Checker Cryptography   as of Julia version 2.5.0 (built on 4 Jul 2018)

belongs to group Basic

Identify the use of unsafe cryptographic algorithms


Some cryptography algorithms are nowadays considered as outdated and unsafe or actually broken, since they are too easy to decode. This checker identifies uses of unsafe algorithms for cryptography.

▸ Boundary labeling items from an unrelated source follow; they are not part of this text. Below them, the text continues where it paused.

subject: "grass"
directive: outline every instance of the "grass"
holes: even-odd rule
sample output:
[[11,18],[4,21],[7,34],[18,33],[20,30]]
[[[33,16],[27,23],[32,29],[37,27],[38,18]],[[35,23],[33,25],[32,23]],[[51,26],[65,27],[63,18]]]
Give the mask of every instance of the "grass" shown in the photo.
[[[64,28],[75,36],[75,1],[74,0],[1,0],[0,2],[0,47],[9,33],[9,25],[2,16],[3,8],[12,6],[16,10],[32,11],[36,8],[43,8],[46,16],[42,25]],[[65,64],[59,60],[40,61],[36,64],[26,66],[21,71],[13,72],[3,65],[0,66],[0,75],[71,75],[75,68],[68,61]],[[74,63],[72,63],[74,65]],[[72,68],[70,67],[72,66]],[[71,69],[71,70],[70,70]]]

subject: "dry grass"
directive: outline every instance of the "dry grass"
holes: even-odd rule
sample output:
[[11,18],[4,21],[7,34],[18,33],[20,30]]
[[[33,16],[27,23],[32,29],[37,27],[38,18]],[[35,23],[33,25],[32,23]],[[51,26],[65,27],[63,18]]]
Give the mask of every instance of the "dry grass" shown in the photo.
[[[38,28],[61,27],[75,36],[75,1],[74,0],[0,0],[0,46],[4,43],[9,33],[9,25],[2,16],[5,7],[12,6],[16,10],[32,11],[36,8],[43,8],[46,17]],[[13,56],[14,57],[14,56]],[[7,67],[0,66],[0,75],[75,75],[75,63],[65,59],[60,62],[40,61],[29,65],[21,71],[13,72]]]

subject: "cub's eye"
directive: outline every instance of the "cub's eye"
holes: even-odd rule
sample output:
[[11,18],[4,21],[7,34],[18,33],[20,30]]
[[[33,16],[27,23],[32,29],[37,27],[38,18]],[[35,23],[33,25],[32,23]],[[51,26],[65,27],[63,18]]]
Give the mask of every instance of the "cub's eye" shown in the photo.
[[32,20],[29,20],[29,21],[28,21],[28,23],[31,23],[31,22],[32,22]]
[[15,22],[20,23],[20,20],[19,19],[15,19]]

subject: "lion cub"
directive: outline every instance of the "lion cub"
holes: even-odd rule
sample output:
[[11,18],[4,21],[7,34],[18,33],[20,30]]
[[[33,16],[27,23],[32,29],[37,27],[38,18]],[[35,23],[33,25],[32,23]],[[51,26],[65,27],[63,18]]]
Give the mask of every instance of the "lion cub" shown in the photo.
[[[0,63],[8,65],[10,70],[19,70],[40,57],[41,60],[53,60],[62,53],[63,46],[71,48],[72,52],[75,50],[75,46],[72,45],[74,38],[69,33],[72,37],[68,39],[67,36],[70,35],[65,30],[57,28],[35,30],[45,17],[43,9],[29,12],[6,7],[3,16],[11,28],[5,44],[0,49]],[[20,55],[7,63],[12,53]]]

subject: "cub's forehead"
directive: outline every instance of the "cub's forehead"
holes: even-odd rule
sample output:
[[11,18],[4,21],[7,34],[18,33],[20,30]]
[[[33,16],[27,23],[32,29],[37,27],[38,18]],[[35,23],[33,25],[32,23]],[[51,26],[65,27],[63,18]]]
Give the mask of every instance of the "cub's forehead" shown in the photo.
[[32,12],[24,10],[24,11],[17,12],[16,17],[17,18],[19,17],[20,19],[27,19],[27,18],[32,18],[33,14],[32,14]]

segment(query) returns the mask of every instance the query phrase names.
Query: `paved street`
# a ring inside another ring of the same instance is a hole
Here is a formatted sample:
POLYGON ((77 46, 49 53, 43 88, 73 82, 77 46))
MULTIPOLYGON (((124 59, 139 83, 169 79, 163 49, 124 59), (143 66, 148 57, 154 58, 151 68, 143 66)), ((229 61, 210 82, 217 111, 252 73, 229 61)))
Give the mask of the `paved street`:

Action: Use a safer cryptography algorithm.

Examples


Consider the following program:

import java.security.NoSuchAlgorithmException;
import java.security.NoSuchProviderException;

import javax.crypto.Cipher;
import javax.crypto.NoSuchPaddingException;

public class BrokenAlgorithms {

  public static void main(String[] args) throws NoSuchAlgorithmException, NoSuchPaddingException, NoSuchProviderException {
    Cipher.getInstance("DES");
    Cipher.getInstance("MyComplexAlgo", "myProvider");
    Cipher.getInstance("MD5", "myProvider");

    Base64.decodeBase64("hello".getBytes());
  }
}

This checker issues the following warnings:

BrokenAlgorithms.java:10: [Cryptography: RiskyCryptographicAlgorithmWarning] A broken or risky cryptographic algorithm is used here
BrokenAlgorithms.java:12: [Cryptography: RiskyCryptographicAlgorithmWarning] A broken or risky cryptographic algorithm is used here
BrokenAlgorithms.java:14: [Cryptography: UnsafeBase64EncodingWarning] The Base64 encoding is used here, but it is nowadays easy to read

since DES and MD5 cryptography is nowadays considered as broken, while the Base64 encoding is relatively easy to decode.